Mert - Geçen gün Ahmet dedi ki! "Senin baban kötü... Benim annemle babamı boşadı" dedi.
Derya - İki kişi anlaşamazlarsa, ayrılırlar. Buna boşanma denir. Elbette baban kötü biri değil. Arkadaşın anne ve babası ayrıldığı için üzülmüş. Bu yüzden öyle konuşmuş. Ama bu babanın suçu değil. Kendileri karar verip ayrılırlar. Babanda hukuksal olarak yardımcı oluyor sadece.. Tamam mı?
Mert - Hımm.. (İkna olmuş gibiydi.) Peki hukuksal ne demek oluyor?
Derya - Bunu da, daha sonra açıklarım. Çok uzun bir konu. Okula geldik, hadi iniyoruz.
Mert - Peki anne. (Boynuna sarılıp öper.)
Derya - Hadi bakalım iyi dersler. (Oğlunun poposuna küçük bir tokat vurup, el sallar.)

(Arabaya döndüğünde ne kadar şanslı olduğunu düşünür. Mükemmel bir aile, harika bir kocaya, harika çocuklara sahip olduğu için Allah'a şükreder. Annesi hiçbir şey olamayacağını, eşi ile birlikte çalışmaya karar verdiğinde, birlikte çalıştıkları zaman evliliklerinin de sorunlar çıkacağını söylemişti.On yıldır bir sorun yaşamamışlardı. Ama hala annesi saçma ısrarlarına devam etmekteydi. Düşünceler ile ofisin önüne gelmişti.)

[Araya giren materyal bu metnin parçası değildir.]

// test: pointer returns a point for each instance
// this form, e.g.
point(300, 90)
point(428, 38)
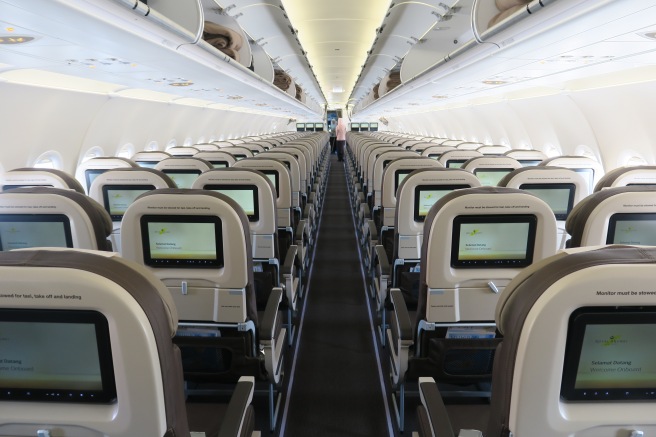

Derya - Günaydın Aslı' cığım. Can geldi mi?
Aslı - Hayır! Derya Hanım... Ama aradı. Eski bir müvekkili ile yemek yiyecekmiş. Yeni bir davası varmış sanırım, onun üzerine konuşmaları gerekiyormuş.
Derya - Tamam.
Aslı - Şey! Bide içerde bir hanım bekliyor sizi. (Yüzündeki endişe Derya' yı endişelendirdiçi.) Can Bey' in sabah girdiği dava sahibi.

Derya - Hoş geldiniz Şermin Hanım. Bir şey mi oldu? Çok kötü görünüyorsunuz. (Kadını görünce daha da endişelenmişti.)

(Şermin yıllarca kendisine eziyet eden kocasından sonunda boşanmaya karar vermişti. Gerçi uzun zaman önce Memduh kendisini terk etmiş, çok zengin olmasına rağmen iki çocuğuyla beş parasız bırakmıştı. Tek amacı ondan kurtulmak, çocuklarına bakabilecek kadar nafaka alabilmekti.)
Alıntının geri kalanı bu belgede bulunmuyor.